We’re not finished with the journey just yet – and this is when the road gets interesting. Now that the Bill has been introduced, we’re getting to work on making sure it’s strong enough to make a difference.
There is plenty to be done! The Bill is only a draft and over the next few months it will go through three stages of parliamentary scrutiny. There will be opportunities for showing public support and for internal advocacy. If your interested in more details, please see our GFN Bill briefing.
What is in the Bill at the moment?
The draft Bill includes two of the 5 Asks for the Bill: putting duties on Local Authorities and an obligation to create National Food Plans. There are also reporting duties placed on Scottish Ministers to keep the parliament updated on the progress of the Food Plans every 2 years,
We believe this will help focus minds and join the dots in the food system, including between food insecurity, public health and workers’ rights. However, there is a number of key things provisions from the Bill.

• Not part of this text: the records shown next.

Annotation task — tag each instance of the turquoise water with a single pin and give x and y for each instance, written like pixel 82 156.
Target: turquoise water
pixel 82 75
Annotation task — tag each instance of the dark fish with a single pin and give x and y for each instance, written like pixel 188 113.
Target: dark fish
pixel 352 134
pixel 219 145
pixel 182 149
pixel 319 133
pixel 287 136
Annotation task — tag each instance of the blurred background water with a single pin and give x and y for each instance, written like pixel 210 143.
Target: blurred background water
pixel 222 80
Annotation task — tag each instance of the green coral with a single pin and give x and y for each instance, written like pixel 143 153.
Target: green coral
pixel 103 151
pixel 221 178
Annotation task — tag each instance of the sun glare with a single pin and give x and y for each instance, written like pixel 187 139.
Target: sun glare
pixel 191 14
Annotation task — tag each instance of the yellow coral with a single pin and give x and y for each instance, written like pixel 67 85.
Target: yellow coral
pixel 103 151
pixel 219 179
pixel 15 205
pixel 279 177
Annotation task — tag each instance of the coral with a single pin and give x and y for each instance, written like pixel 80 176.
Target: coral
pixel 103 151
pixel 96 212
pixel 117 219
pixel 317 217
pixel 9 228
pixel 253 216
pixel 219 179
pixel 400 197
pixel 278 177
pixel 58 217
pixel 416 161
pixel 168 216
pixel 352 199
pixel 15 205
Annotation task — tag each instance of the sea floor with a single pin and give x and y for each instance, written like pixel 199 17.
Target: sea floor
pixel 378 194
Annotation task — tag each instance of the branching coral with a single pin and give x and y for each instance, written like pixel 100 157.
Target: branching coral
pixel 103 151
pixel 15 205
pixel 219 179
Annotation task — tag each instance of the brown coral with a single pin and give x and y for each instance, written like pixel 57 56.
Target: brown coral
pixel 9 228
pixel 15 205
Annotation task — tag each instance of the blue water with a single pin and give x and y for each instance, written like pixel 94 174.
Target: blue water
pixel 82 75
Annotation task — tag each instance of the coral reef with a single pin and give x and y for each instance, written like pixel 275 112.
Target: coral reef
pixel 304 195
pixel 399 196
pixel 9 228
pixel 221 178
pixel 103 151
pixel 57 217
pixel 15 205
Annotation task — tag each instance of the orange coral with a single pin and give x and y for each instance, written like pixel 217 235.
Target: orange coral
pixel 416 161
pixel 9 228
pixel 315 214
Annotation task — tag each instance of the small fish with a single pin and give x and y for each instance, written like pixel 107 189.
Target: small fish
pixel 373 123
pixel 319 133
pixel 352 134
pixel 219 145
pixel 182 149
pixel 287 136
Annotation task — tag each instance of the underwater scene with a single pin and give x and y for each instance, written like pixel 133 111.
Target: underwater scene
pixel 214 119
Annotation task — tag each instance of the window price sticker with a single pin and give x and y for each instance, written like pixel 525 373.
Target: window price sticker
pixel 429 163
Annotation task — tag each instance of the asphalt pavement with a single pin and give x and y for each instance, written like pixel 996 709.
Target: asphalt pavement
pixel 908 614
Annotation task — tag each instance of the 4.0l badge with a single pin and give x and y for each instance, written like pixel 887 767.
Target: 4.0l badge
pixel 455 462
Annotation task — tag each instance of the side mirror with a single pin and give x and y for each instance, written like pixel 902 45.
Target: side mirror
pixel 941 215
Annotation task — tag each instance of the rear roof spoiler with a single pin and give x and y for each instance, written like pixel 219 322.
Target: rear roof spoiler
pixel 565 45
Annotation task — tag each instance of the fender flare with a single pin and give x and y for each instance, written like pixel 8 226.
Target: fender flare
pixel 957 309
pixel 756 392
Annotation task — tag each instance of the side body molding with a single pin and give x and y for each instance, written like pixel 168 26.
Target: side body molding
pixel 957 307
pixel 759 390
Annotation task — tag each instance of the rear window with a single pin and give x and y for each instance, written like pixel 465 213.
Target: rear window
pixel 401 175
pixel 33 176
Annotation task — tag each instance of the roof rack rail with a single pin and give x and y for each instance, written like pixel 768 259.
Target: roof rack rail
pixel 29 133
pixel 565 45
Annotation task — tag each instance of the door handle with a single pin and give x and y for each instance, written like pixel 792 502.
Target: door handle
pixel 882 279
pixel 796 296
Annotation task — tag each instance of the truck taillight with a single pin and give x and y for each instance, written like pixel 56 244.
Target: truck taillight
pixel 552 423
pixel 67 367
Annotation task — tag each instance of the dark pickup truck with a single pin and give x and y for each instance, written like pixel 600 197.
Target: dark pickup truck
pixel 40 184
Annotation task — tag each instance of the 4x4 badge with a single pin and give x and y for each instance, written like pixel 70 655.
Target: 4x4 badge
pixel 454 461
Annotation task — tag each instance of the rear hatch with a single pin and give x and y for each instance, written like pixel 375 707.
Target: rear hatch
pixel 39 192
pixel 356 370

While we welcome the Bill’s introduction, there are a range of measures that are still needed in order to strengthen the Bill. This includes ensuring it is in line with future ambitions with regard to human rights and environmental protection. There are 5 key things we will be calling for:
- clarity of purpose
- accountability through an independent Food Commission
- targets to measure progress
- transparency and parliamentary oversight
- public participation
Looking ahead – hopeful and determined
Each of our asks has a precedent in other Scottish legislation. From the statement of purpose in the Social Security Act 2018, to Scottish Land Commission, to the citizens assembly established by Climate Change Act 2019, there is plenty in our existing policy to draw inspiration from. With no shortage of examples of good practice, there’s no reason Scotland can’t have the food systems Bill we deserve and need.